Social-ecological resilience in changing fisheries
Fisheries are complex social-ecological interactions between people and nature, and they provide subsistence, cultural, and leisure opportunities for billions of people. Many fisheries are collapsing from overfishing and ecosystem changes, yet some fisheries remain resilient to these threats. Biodiversity may help foster resilience via the ‘portfolio effect’, analogous to how financial managers select portfolios composed of diverse assets to stabilize their returns. Hence, fisheries with high diversity (some populations ‘boom’ when others ‘bust’) appear more stable than fisheries with low diversity (populations ‘boom’ or ‘bust’ at the same time). However, fisheries are also diverse socio-culturally, yet current research exploring fishery portfolio effects has ignored these human dimensions. This research aims to illuminate the processes that underpin resilience in one complex social-ecological systems by integrating diversity in biological and social processes to understand how interactions between these dimensions contribute to the stability and resilience of fisheries. To answer this, we will first contrast the contributions of diverse people and their behaviours with fish biodiversity in a theoretical model. As not all fisheries have high biodiversity to conserve, these results can be used to determine how social-ecological diversity drives portfolio effects, and whether fishery managers can increase social well-being to manage for resilience.

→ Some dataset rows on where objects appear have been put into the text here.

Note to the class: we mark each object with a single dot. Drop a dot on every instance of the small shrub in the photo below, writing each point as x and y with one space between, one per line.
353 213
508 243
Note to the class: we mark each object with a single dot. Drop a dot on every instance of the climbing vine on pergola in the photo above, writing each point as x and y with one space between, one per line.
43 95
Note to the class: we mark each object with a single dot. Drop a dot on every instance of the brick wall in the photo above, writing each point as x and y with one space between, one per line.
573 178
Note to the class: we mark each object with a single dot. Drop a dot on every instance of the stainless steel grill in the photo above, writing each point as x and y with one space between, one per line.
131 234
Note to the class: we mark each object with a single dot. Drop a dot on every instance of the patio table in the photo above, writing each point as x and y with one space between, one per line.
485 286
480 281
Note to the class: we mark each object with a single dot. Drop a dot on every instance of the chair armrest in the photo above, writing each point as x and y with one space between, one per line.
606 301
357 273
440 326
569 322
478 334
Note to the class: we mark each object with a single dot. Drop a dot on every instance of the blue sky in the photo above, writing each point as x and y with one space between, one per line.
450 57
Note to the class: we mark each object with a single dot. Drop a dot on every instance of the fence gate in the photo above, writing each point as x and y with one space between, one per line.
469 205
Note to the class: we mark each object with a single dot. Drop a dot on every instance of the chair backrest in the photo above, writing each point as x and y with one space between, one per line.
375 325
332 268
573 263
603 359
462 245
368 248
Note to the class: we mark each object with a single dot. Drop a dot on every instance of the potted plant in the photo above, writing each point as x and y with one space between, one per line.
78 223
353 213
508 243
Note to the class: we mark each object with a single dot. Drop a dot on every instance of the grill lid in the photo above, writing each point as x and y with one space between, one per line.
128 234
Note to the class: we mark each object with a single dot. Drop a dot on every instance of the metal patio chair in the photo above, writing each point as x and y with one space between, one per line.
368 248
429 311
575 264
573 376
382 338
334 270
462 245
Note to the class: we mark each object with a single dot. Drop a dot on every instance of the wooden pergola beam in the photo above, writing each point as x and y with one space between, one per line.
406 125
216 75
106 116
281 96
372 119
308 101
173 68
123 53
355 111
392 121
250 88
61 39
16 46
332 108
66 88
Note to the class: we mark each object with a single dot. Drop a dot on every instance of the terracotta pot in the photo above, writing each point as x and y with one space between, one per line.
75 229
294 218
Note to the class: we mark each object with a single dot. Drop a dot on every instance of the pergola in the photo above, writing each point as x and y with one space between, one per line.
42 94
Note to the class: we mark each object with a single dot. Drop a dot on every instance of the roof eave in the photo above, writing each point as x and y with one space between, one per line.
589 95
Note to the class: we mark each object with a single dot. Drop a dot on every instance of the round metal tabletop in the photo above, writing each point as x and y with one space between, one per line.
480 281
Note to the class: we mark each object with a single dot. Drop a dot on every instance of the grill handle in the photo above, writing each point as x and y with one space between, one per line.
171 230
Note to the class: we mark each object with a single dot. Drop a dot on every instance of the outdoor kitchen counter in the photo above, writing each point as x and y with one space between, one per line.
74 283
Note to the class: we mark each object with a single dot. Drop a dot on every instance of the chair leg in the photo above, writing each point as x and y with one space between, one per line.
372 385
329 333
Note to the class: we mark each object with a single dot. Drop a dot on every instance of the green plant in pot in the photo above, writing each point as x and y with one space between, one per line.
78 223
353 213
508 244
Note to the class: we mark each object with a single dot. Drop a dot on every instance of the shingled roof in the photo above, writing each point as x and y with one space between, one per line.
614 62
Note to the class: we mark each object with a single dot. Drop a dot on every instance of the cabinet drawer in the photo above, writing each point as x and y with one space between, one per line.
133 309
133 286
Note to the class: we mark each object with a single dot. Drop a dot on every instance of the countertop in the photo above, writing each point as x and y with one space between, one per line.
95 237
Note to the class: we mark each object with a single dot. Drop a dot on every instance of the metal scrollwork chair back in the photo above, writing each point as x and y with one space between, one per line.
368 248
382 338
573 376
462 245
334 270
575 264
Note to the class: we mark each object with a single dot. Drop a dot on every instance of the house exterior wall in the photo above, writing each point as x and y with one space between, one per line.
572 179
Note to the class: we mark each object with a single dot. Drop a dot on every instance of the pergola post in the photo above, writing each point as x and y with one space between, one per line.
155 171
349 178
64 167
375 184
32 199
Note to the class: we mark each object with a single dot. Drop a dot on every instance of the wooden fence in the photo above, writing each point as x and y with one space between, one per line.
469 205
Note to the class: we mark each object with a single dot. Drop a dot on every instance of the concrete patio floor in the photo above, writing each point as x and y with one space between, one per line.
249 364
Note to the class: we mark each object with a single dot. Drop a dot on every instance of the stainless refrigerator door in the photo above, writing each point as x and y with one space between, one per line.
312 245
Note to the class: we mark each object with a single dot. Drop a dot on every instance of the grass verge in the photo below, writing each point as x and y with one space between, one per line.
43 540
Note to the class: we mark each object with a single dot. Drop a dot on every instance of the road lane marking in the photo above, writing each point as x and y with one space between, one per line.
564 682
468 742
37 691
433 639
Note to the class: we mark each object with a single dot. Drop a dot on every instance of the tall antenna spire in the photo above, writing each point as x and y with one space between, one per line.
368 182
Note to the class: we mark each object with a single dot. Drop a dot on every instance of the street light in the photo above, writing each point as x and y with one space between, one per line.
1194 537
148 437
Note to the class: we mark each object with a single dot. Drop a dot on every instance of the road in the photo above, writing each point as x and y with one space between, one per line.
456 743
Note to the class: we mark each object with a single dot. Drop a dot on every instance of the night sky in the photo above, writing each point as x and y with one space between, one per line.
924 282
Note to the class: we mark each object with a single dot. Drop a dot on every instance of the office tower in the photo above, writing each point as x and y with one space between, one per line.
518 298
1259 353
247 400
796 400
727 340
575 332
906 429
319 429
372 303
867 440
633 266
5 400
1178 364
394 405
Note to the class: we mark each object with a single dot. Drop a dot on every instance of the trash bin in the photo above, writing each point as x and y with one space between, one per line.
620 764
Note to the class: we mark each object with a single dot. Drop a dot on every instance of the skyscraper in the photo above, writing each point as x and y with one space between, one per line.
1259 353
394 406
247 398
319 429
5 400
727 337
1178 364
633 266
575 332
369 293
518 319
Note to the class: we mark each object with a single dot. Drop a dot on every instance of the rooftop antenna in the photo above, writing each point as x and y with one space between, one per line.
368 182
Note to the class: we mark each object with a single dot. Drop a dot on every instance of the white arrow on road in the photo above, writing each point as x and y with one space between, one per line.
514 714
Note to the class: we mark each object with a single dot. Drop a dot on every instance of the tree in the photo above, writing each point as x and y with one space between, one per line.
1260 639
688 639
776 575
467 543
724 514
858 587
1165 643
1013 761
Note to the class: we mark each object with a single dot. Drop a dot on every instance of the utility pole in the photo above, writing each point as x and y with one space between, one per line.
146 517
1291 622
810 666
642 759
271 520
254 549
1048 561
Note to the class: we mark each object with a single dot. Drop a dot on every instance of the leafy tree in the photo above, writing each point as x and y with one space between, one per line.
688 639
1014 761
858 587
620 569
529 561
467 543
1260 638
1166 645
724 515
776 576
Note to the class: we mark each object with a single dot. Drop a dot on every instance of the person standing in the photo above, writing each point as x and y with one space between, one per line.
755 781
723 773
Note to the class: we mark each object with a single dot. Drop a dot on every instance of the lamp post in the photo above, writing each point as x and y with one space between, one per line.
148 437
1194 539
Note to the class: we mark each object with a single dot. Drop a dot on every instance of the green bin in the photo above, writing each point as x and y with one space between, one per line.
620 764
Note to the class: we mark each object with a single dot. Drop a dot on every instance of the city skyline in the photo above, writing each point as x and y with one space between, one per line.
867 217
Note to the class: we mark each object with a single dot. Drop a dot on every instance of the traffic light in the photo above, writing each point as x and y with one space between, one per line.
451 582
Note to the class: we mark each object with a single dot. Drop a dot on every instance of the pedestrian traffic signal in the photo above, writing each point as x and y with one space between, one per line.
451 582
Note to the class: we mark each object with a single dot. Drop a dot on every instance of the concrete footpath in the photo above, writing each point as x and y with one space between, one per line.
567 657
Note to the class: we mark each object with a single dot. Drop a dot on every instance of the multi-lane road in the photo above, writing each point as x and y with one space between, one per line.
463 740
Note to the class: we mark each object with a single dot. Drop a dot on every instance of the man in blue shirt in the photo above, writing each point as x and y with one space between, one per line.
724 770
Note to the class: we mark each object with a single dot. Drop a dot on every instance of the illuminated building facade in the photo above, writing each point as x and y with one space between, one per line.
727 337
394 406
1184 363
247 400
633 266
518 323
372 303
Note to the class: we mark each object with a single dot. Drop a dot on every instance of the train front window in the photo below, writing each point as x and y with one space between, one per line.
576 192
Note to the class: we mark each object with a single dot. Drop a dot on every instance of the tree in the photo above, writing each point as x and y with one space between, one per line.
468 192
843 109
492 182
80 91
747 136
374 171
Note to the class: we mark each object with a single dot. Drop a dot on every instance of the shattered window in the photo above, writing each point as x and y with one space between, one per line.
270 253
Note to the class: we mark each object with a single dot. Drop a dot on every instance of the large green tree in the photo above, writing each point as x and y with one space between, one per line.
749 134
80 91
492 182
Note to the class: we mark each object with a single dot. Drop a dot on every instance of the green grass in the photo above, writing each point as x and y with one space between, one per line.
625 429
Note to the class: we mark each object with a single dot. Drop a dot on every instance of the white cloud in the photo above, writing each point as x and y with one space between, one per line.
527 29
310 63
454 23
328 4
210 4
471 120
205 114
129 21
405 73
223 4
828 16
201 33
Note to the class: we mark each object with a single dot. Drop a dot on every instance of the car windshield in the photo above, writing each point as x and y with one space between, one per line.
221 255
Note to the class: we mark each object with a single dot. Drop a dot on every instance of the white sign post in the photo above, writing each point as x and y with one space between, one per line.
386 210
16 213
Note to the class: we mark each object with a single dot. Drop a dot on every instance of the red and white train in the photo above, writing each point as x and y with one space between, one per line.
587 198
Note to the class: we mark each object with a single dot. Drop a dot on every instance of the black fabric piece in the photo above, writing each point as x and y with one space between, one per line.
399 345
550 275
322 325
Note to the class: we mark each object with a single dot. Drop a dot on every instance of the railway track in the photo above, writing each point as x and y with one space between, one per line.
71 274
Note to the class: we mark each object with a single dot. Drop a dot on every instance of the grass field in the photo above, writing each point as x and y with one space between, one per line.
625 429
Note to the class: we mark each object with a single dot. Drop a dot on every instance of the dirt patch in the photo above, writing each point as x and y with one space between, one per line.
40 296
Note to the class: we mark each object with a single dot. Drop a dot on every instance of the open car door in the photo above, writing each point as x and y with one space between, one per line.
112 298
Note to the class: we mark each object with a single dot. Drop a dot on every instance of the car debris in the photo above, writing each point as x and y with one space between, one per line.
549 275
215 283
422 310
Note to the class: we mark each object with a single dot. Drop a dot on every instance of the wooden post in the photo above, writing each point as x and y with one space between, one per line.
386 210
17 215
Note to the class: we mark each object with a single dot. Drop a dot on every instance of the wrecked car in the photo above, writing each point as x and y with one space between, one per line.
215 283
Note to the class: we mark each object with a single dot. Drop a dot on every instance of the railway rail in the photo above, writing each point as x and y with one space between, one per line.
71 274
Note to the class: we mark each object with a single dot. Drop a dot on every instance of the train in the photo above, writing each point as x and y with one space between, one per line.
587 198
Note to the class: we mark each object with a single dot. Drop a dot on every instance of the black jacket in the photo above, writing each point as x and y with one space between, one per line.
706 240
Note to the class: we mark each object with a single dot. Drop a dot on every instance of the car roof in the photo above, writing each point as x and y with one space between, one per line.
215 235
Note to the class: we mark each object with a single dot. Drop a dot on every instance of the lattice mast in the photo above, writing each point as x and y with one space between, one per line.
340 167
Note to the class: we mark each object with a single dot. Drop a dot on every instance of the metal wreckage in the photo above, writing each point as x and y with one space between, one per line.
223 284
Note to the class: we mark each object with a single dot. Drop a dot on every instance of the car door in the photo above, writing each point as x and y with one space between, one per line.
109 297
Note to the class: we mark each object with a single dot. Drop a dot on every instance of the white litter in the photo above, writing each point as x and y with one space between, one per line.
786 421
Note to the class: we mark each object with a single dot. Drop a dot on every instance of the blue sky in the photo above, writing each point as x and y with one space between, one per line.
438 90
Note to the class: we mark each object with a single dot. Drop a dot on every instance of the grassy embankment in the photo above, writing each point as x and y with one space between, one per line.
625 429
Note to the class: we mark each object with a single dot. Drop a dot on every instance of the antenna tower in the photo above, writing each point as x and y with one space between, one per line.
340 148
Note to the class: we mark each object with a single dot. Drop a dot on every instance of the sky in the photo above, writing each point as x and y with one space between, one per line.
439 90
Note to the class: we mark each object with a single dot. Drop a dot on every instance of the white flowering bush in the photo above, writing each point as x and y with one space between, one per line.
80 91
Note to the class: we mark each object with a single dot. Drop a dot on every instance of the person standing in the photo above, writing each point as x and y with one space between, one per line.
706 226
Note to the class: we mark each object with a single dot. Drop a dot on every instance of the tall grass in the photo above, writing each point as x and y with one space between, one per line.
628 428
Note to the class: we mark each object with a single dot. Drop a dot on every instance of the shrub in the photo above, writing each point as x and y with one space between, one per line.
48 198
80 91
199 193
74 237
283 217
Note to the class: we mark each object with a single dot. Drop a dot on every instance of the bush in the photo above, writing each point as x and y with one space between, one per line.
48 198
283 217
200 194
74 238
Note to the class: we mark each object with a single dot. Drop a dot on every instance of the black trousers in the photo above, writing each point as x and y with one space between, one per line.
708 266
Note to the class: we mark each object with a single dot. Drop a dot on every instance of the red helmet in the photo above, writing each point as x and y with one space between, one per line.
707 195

These concepts will then be applied to British Columbia steelhead: a migratory Pacific salmon recommended for emergency-listing as an at-risk species that supports dozens of fisheries worth $33 million CAD·yr-1 to BC’s economy. This work aims to integrate steelhead life-cycle dynamics with fisher diversity to determine policies that best realize resilience of BC fisheries and beyond, to help manage both existing biodiversity and the vast range of human interactions with that diversity.